Early into the hike, I legitimately wondered if this was the wisest decision. There was nobody on this trail. At times I fully expected to face off with a black bear, and then I’d have to go all extrovert on him with arms and voice raised. Thankfully the trip was bear-free, and I enjoyed some awesome views atop Blood Mountain. Alas, my phone-camera broke at the conclusion of this trip, so I can’t share the pictures with y’all.
But despite the loss of photos and a phone, I gained a ton from this getaway. I learned that I needed to be patient, one. Needed to be open to the fact that maybe God was, in fact, calling me away from southern California, two. And three? I needed to stop waiting around for a banner in the sky or words in the dirt. Needed to start researching options and contacting folks.
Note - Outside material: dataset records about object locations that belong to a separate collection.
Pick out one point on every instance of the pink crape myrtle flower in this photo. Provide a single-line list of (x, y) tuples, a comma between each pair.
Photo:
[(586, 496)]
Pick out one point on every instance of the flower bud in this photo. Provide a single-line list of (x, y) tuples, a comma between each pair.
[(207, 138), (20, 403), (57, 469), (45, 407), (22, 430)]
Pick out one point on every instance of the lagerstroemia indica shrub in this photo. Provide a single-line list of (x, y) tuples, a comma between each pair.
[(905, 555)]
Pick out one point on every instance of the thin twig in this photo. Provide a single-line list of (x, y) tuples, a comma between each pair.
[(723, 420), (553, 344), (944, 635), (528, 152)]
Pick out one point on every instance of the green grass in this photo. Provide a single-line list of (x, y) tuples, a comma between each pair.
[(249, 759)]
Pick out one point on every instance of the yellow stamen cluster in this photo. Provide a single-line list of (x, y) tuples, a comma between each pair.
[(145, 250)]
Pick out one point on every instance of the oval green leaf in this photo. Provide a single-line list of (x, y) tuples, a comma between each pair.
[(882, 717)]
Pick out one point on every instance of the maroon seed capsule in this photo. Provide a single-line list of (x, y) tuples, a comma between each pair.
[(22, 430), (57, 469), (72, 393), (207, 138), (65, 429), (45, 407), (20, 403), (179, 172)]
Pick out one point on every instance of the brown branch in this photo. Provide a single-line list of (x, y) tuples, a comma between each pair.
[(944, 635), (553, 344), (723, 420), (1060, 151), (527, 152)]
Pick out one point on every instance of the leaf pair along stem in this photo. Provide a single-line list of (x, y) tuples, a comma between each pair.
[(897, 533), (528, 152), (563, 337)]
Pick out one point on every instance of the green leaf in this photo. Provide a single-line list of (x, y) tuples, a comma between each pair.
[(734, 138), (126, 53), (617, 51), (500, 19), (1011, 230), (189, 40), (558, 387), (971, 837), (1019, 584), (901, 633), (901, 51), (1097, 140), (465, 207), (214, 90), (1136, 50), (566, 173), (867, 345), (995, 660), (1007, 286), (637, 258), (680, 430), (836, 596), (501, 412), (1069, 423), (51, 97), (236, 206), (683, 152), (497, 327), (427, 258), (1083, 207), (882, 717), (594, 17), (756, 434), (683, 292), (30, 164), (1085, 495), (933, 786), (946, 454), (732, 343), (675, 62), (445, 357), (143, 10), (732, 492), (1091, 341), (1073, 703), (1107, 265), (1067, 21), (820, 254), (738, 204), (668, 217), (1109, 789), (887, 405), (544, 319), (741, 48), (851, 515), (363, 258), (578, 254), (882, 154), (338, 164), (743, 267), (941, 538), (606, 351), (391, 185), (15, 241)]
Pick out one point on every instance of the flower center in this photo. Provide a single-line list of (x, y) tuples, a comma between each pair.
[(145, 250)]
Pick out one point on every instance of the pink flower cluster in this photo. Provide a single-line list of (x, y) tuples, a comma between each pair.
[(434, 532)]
Oh, and I certainly can’t forget four: I started/maintained a fire all by myself for the first time in my life. An empowering experience I heartily recommend to one and all.
The “I’m Finally Going Back to California Somehow” Stage (mid-September???)
For several weeks, I earnestly sought where God would have me go next. I narrowed my search down to 5-6 parts of the country where I could legitimately see myself living the next couple years. And while I often felt the pull to start over somewhere new, I could never fully shake the call to return…home. Amid my daydreams and nightdreams about fresh starts and new beginnings, California pangs would pierce my soul.
I’m not sure when exactly the ultimate clairvoyant moment occurred, but within the last week especially I realized what I must do. Job or no job, house or no house, 2300 miles away or not, I had to go baaaaaaaaaaaaack.
I’ve taken some leaps in 25 years. I moved three hours across the state for my first year of college, despite being quite the homebody as a teen. I traveled nine hours across the ocean for the most academically intense summer of my life. And I moved 2300 miles across the country despite never having even visited this foreign land of California.
Now, two years later, I’m once again traveling 2300 miles across the country to this same foreign yet not-so-foreign place. This time without an immediate place to live. And no job. And little money.
It’s a leap I’ve never quite taken in 25 years.
Truthfully, I’m scared out of my mind. On the one hand, it makes no sense to drive for a whole week, not knowing what awaits me when this road quite literally ends at the Pacific Ocean. How I’ll even make a living and survive. And yet on the other hand, it makes no sense to abandon the soul-restoring life I’ve built these last two years. Not quite yet anyway.
Perhaps God will call me away from southern California someday. I’d certainly welcome the adventure of a new journey, despite the loss that invariably comes with moving on. For now though, my wandering prone self feels called to practice staying put for a bit. And that means packing up Mitsy for yet another epic cross-country trip.
Despite some traveling weariness, I depart for California in two mere days. Once I get going again, I’m sure I’ll be fine. I can’t wait for all the videos and tweets and blogs and stories that will come from it.
Which brings me to YOU: do you live close to this not-indigo line? If so, we should totally hang out. And by hang out, I mean letting me sleep on your couch and/or feeding me and/or paying for my gas. I’d be so so so grateful for any level of your hospitality. Let me know in the comments, or shoot me an email or a tweet or something.
Westward Ho 2. It’s coming. I have no idea what lies ahead, but it’s time to leap and see.
I can’t wait to share the ongoing saga of my life.